If you decide to get a puppy, it’s important to know that puppies require a lot of time, attention, and training. As humans we tend to get excited over physical objects, and it’s fun to buy all the stuff a puppy needs, such as dog bed, bowls, toys, collar, leash, and food. These things are important for the puppy, but your time, consistency, and training are even more important.
When your new puppy arrives, it has just been removed from its mom and litter mates, and this is a big and scary world. He or she is vulnerable and needs security and routine.
Here are some good ideas to make the transition easier.

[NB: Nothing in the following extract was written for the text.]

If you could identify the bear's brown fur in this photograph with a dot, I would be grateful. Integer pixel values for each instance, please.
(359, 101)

Schedule an appointment with your vet.
Your new best friend needs vaccinations. It can be dangerous for puppies to meet other dogs before they’re fully vaccinated, and many vets even advice against puppies touching the floor in the vet clinic or going outside before they have all their shots.
Play quietly and gently.
It’s tempting to flood the new puppy with attention and activity, but puppies need a lot of sleep. If he or she looks like it’s nap time, it’s nap time.
Decide who is responsible for what.
Routine is important to puppies. Who is responsible for getting puppy food and remembering when the puppy needs to eat? Housebreaking a puppy is a lot of work; they need to go out after sleeping, after playing, and after eating, and this needs to happen at once. If you wait ten minutes to finish a phone call or watch the show your puppy is likely to have an accident.
Explain the rules from the start.
Encourage playing with the dog toys. Let the puppy know how good it is when playing with them. If he or she starts chewing on the furniture or other off-limits object, say “Off” and show one of the dog toys. Encourage taking the toy, and give lots of praise when the puppy plays with the right thing.
Never hit a puppy, give harsh reprimands, or scold the puppy for something that happened in the past. Positive and consistent training is the way to go.
Puppies don’t come pre-trained.
Some new puppy parents shout, “Come here, right now” and are upset when the puppy doesn’t get it. He or she has no idea what “come here” means. Enrolling in puppy class is a great idea. Here your furry friend will get socialization and learn how to behave around other dogs, and you will learn how to train your dog.
Puppies aren’t human.
It’s easy to assume they’ll understand our way of thinking, know what’s dangerous, or what’s good or bad. It doesn’t work like that. If you run into problems, ask for help.